Dans un festival, personne ne vous demandera quelle est votre religion ou votre opinion politique, on s’inquiètera plutôt de savoir si vous avez passé un bon moment, si vous voulez vous asseoir ou si vous avez besoin d’un verre d’eau.
Un reflet de la réalité de Tel Aviv que certains guides touristiques ont primée, expliquez-vous, pour son hédonisme ?
Comme je l’explique dans le livre, en Israël, les festivals accueillent toute la diversité de notre société. Là, le Nova se déroulait pendant Shabbat, il n’y avait donc pas de religieux, mais dans le Unity que nous avons organisé et qui avait eu lieu quelques heures avant, vous pouviez tout aussi bien croiser des pratiquants que des gens athées. Tout le monde est là pour la danse et pour le DJ qui va performer pendant deux heures. On est heureux d’être ensemble pour danser et rire.
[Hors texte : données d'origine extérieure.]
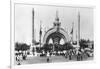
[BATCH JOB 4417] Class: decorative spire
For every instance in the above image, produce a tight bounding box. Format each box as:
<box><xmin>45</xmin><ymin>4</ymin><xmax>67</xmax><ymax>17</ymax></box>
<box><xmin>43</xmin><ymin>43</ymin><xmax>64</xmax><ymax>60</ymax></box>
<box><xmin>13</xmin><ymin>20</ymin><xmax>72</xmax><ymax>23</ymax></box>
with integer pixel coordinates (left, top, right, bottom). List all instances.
<box><xmin>55</xmin><ymin>11</ymin><xmax>59</xmax><ymax>21</ymax></box>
Il est important de préciser que si les festivals se déroulent souvent en bordure des pays arabes, c’est qu’il est impossible de faire autrement en Israël, compte tenu de la superficie du pays…
Que l’on organise un festival dans le nord, dans le sud ou même dans le centre d’Israël, on est presque toujours à proximité d’une frontière. Le seul endroit qui permet de s’en éloigner, c’est la plage. Les médias français ont donné l’impression qu’il y avait eu une rave party de quelques personnes venues danser juste devant la frontière… Il est vrai que la distance peut paraître courte quand on habite en France mais c’est différent dans un petit pays comme Israël. Et c’est un endroit où il y a des villages et qui fait partie de notre pays.
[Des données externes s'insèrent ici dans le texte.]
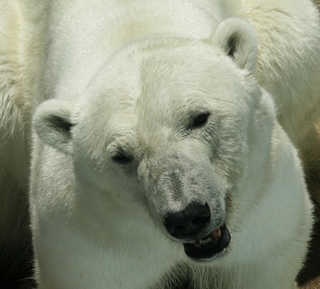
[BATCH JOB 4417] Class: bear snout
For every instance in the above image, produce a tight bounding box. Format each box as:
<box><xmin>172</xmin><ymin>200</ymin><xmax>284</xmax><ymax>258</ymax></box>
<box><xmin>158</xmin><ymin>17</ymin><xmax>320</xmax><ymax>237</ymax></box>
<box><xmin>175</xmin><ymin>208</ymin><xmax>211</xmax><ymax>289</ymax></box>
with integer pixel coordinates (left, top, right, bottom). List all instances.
<box><xmin>164</xmin><ymin>202</ymin><xmax>211</xmax><ymax>240</ymax></box>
Précisons que vous aviez obtenu les agréments que les autorités sont parfois réticentes à délivrer, arguant que ces événements favorisent le trafic de drogues…
En effet, il n’a pas toujours été facile d’obtenir toutes les autorisations, bien qu’il ait été prouvé qu’il n’y a pas plus de trafic et de consommation de drogues que dans les autres festivals. Mais bien sûr, le Nova ainsi que le Unity qui l’a précédé, avaient été autorisés. Nous avions reçu tous les agréments. On ne peut décemment pas organiser un événement de 4 000 personnes sans l’aval des autorités.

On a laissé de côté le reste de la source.